Weaving sport, belief
So he entered the academic world.
“What really got me into this is that I felt, as a former athlete, I didn’t know how to weave together Christian belief and sports,” said White,
That was then. Now, White has not only connected those dots himself but specializes in helping others — athletes, coaches and chaplains — do so as well.
He earned a doctorate in moral theology at the University of Edinburgh and has written articles for journals ranging from Sport, Ethics and Philosophy to Studies in Christian Ethics.
Recently, he was one of a handful of Protestants invited to the Vatican last month for the Pontifical Council for the Laity’s “Church and Sport” seminar. From it, White said, is likely to spring Vatican doctrine on sport, the body and ministry.
It may seem odd to some to intertwine sports ministry with moral theology, but White said there is precedent for it in Christian history.
“In moral theology the understanding is we are moral creatures” who must seek to connect “any sphere of activity toward God,” he said.
‘It’s the Lord’s body’
Tendencies to over-value or devalue the body are equally wrong. In modern American sports both tendencies can be seen — one where athletes sacrifice their bodies to injury or others where they are pumped full of performance-enhancing drugs.
Where all this fits into sports chaplaincy, White said, is in how a minster can help athletes and coaches see the larger moral issues at play amid the all-consuming desire to win.
“As a Christian this is not my body, it’s the Lord’s body — the body is good and needs to be properly related” to Christ, White said.
But many sports chaplains, especially those who are volunteers, usually are not equipped to help athletes and coaches see these issues. Sometimes it’s because the chaplains have their own goals.
“Some sports ministries tilt toward seeing the evangelistic value and don’t see what is good or evil or wrong about sports,” White said.
He added that evangelism does have its place, but should not come at the expense of other sports chaplaincy duties such as pastoral care and the “prophetic side” charged with calling out the systemic challenges to spiritually healthy sports.
A lot of progress could be made toward this model of sports chaplaincy if a system of certification were adopted for sports chaplains, White said.
The challenge of loyalty
Unlike chaplains who work in hospitals, law enforcement, corrections and the military, those who minister to sports teams are not required to be endorsed by religious institutions, he said.
While that is an approach gaining ground in Europe, it has yet to catch on in the United States — partly because there are so many more forms of professional sports here, White said.

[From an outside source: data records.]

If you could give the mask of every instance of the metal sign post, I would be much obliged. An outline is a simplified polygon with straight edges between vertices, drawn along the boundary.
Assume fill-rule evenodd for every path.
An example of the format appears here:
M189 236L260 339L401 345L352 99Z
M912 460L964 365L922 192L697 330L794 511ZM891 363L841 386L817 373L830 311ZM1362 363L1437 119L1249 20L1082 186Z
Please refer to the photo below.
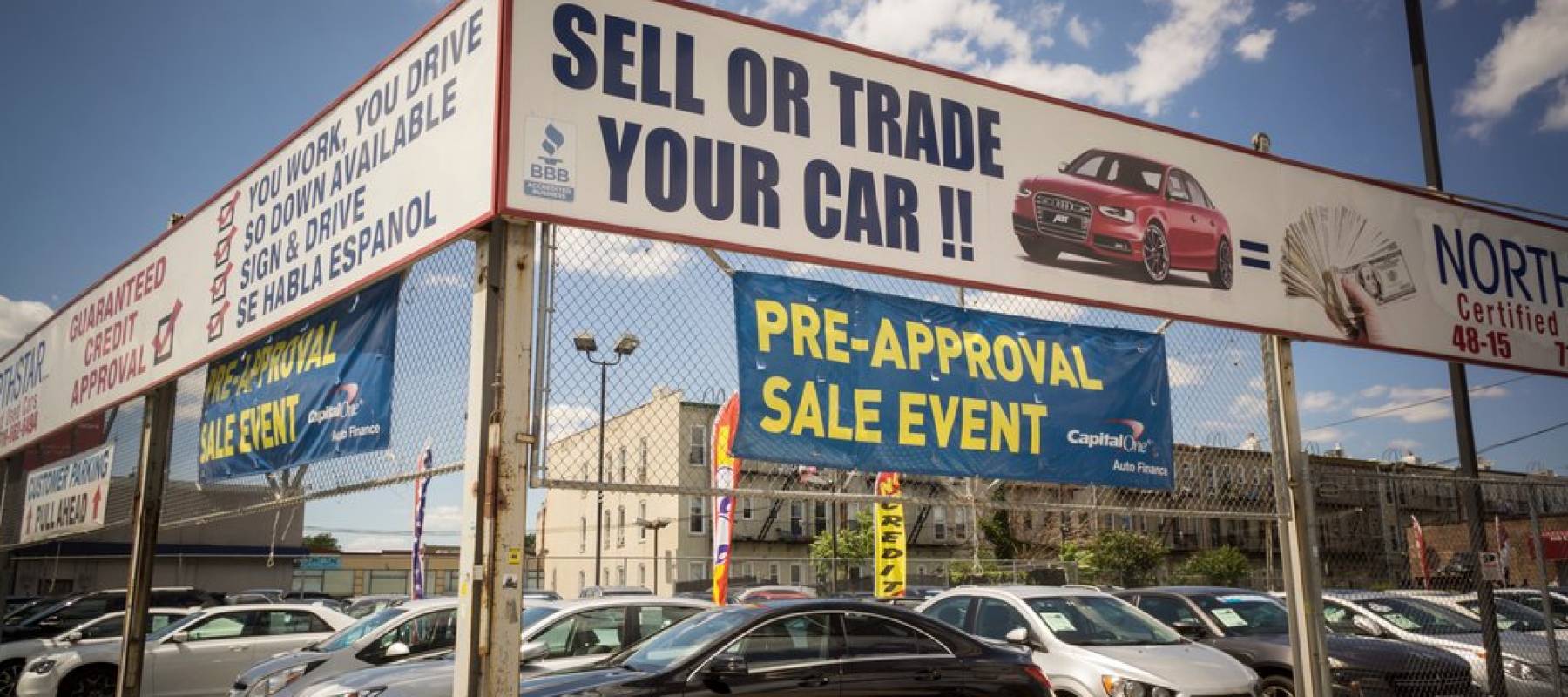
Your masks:
M1301 421L1295 402L1295 361L1290 339L1264 336L1264 381L1269 392L1269 429L1275 452L1276 482L1284 491L1279 542L1283 546L1284 600L1290 611L1290 662L1295 694L1330 694L1328 650L1323 640L1323 579L1317 548L1317 504L1312 469L1301 451Z
M163 510L163 482L169 479L169 446L174 440L176 381L158 386L146 397L141 418L141 457L136 463L136 493L130 504L130 571L125 578L125 622L119 642L119 697L141 694L143 647L147 636L147 603L152 597L152 567L158 548L158 513Z
M455 695L517 691L527 454L533 449L533 223L477 239Z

The chaplains of many professional teams, including the NFL and NBA, are volunteers. If some are paid, it is more often by local churches or parachurch groups.
That arrangement often fosters loyalty to a team that could make it challenging for a chaplain to see the need for systemic changes in an organization, he said.
White and Truett work to train future athletic chaplains to meet these demands through a faith-and-sports lab. It’s an annual three-day intensive course that simulates the challenges chaplains will face in university and professional sports. Athletes from Baylor, SMU and other universities are used as subjects.